= Kanazukai =

Orthographic rules for spelling

Former station name display board at Shin-Yamaguchi Station. While Ogōri is written as 'wogohori' in historical kana orthography, it is rendered as 'ogohori' on the station sign.

‘kana usage’ (仮(か)名(な)遣(づか)い, Kanazukai) are the orthographic rules for spelling Japanese in kana. All phonographic systems (of which kana is an example) attempt to account accurately the pronunciation in their spellings. However, pronunciation and accents change over time and phonemic distinctions are often lost. Various systems of kanazukai were introduced to deal with the disparity between the written and spoken versions of Japanese.

==Historical systems==
The former mainstream kana usage, or the Kyū-Kanazukai (旧(きゅう)仮(か)名(な)遣(づかい), ‘old kana usage’), is based on classical texts, especially man'yōgana. Created by Keichū in the early Edo period, it is also known as the Keichū Kanazukai. It was the mainstream kanazukai until the Gendai Kanazukai was introduced in 1946.

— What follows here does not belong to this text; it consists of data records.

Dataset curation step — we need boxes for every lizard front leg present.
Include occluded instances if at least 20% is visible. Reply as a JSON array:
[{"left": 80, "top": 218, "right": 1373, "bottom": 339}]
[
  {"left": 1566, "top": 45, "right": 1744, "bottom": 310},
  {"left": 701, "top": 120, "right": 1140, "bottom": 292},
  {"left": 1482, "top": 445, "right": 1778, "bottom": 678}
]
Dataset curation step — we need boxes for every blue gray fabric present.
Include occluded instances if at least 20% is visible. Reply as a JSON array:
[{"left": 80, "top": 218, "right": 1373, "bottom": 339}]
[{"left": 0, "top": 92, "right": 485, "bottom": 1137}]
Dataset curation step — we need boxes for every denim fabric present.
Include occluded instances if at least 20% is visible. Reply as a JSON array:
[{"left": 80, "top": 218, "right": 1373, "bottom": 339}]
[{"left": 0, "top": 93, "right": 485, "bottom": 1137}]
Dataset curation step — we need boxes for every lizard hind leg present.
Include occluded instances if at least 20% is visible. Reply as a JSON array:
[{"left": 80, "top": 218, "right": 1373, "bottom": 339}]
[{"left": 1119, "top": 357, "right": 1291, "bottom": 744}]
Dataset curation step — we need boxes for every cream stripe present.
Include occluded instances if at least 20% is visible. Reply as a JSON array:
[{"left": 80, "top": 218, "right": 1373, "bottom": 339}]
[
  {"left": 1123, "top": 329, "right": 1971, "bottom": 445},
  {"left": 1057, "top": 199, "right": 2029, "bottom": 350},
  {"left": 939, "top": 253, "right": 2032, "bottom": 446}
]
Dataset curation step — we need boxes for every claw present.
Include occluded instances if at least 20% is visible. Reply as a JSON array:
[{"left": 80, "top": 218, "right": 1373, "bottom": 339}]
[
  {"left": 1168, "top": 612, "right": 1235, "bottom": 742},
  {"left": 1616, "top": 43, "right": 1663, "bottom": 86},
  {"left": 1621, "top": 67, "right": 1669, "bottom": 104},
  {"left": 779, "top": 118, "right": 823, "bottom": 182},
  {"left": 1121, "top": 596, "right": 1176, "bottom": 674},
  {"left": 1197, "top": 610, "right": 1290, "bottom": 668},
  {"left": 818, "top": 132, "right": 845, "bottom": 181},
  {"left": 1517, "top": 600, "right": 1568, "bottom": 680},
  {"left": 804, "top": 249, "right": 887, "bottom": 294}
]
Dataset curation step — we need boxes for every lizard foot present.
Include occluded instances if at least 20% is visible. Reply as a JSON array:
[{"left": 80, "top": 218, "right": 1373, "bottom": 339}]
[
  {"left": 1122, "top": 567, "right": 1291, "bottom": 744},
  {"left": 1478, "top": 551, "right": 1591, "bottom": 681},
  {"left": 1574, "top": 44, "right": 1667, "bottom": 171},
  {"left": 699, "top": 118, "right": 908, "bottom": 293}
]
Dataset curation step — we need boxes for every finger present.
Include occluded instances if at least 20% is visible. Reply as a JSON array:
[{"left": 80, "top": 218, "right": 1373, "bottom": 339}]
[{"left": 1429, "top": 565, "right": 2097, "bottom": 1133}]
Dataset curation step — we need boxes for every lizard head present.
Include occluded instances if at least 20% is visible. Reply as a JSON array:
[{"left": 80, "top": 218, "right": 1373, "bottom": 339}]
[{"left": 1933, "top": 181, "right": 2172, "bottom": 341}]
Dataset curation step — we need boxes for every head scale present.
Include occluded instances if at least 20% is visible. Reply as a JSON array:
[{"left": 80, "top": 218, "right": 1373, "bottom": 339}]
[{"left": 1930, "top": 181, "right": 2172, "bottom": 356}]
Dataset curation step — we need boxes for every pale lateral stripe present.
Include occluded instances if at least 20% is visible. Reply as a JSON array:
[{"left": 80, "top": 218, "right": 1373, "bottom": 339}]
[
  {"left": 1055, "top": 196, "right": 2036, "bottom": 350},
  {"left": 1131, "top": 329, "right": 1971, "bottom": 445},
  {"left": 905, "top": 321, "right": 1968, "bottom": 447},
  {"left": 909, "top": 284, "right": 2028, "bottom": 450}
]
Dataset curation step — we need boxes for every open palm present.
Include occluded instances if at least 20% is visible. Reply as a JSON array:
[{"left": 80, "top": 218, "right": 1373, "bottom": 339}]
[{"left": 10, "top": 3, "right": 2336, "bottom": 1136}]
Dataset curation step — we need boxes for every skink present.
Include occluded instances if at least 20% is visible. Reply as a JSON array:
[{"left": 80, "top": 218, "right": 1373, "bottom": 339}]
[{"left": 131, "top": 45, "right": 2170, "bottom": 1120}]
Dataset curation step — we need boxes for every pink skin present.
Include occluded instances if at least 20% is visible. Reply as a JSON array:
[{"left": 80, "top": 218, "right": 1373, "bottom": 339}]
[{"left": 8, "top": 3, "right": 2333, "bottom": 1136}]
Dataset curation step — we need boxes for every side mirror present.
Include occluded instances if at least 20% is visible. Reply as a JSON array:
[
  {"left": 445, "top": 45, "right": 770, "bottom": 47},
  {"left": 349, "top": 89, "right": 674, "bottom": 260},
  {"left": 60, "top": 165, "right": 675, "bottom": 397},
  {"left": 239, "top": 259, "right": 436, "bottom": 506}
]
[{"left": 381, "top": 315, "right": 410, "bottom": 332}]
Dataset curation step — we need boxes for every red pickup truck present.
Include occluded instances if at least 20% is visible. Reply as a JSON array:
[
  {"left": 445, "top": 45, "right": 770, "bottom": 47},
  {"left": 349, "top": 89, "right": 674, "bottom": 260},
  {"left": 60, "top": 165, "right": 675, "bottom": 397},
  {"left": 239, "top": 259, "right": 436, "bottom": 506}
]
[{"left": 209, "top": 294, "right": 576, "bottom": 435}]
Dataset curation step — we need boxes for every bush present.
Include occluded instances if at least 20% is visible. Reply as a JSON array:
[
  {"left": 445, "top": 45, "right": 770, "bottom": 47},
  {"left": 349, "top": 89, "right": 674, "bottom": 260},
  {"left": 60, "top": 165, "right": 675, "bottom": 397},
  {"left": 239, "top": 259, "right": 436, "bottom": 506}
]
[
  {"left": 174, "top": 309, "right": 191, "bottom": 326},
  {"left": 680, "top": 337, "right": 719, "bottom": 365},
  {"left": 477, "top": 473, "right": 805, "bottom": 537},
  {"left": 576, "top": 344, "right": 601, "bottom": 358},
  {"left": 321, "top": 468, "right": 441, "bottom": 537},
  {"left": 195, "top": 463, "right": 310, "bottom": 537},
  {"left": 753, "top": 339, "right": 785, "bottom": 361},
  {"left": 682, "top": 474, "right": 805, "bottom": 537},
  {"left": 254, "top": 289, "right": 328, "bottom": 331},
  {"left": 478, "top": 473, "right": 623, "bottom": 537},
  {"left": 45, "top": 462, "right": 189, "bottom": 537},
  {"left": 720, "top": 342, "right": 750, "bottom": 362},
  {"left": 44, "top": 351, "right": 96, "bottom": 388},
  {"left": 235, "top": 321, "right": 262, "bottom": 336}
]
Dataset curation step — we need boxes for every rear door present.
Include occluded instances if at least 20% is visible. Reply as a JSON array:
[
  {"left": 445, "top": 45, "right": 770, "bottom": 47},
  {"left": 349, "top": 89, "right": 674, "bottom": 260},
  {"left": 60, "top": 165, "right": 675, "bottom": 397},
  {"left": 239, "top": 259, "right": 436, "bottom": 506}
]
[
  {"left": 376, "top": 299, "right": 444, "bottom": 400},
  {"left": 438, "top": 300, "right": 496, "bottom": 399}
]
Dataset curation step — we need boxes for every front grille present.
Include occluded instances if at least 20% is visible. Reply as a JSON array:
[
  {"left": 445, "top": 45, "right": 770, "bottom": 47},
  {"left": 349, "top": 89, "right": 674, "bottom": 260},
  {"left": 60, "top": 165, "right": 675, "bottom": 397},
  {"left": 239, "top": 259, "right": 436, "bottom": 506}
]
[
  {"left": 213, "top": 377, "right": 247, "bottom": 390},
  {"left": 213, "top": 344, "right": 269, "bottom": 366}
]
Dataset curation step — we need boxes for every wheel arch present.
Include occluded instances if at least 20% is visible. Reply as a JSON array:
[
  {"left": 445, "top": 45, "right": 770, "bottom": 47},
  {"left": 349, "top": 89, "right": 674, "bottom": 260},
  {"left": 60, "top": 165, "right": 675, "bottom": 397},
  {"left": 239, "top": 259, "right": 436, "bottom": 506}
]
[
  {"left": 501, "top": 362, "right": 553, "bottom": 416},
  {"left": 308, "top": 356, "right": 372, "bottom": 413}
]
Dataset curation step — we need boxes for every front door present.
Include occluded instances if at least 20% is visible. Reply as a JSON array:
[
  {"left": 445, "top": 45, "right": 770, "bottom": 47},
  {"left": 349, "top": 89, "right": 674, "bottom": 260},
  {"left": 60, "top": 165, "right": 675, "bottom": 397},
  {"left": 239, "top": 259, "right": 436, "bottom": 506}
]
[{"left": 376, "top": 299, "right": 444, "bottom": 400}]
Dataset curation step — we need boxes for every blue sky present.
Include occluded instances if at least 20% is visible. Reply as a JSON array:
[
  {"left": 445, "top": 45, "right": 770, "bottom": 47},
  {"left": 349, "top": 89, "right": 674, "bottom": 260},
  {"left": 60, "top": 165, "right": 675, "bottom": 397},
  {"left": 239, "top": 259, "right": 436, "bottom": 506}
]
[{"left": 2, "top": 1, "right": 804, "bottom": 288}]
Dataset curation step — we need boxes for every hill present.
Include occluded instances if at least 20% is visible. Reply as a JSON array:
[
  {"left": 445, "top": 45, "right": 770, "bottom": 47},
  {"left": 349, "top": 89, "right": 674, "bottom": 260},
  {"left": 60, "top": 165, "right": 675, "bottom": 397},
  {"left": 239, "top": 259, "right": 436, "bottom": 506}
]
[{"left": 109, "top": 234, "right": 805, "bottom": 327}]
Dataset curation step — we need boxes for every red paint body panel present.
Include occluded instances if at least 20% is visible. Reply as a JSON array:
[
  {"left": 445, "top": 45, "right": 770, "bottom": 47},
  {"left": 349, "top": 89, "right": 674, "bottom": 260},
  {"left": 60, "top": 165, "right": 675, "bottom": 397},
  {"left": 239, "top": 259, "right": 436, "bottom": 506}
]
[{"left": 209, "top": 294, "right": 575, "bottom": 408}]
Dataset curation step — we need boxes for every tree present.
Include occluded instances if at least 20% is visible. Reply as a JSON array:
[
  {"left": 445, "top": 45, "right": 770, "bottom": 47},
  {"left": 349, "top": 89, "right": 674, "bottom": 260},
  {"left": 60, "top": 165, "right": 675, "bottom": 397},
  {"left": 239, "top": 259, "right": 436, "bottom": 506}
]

There were other minor systems throughout history that are now defunct:
- Jōdai Tokushu Kanazukai (上代特殊仮名遣い): a modified Man'yōgana where /e, je/ are distinct.
- Teika Kanazukai (定家仮名遣い): created by Fujiwara no Teika, it distinguishes between /wo, o/, /i, hi, wi/, /e, we, he/, and also (to a lesser degree) /e, je/. /wo, o/ were used to express high and low accent, respectively.
- Gyōa Kanazukai (行阿仮名遣い), also known as Kanamojizukai (仮名文字遣い): created by Minamoto no Chikayuki and his grandson Gyōa, which expanded on the Teika Kanazukai by distinguishing between /ho/, /wa, ha/, /u, hu/, and /mu/. /wo, o/ are still used to distinguish between high and low accent. However, the distinction between /e, je/ is obliterated.

==Gendai Kanazukai==

Derived from the Kyū-Kanazukai, gendai kanazukai is a revision to more approximate modern pronunciation that is still used currently. As an adaption of the Kyū-Kanazukai, it is still not entirely phonetic, especially in respect to long vowels and particles.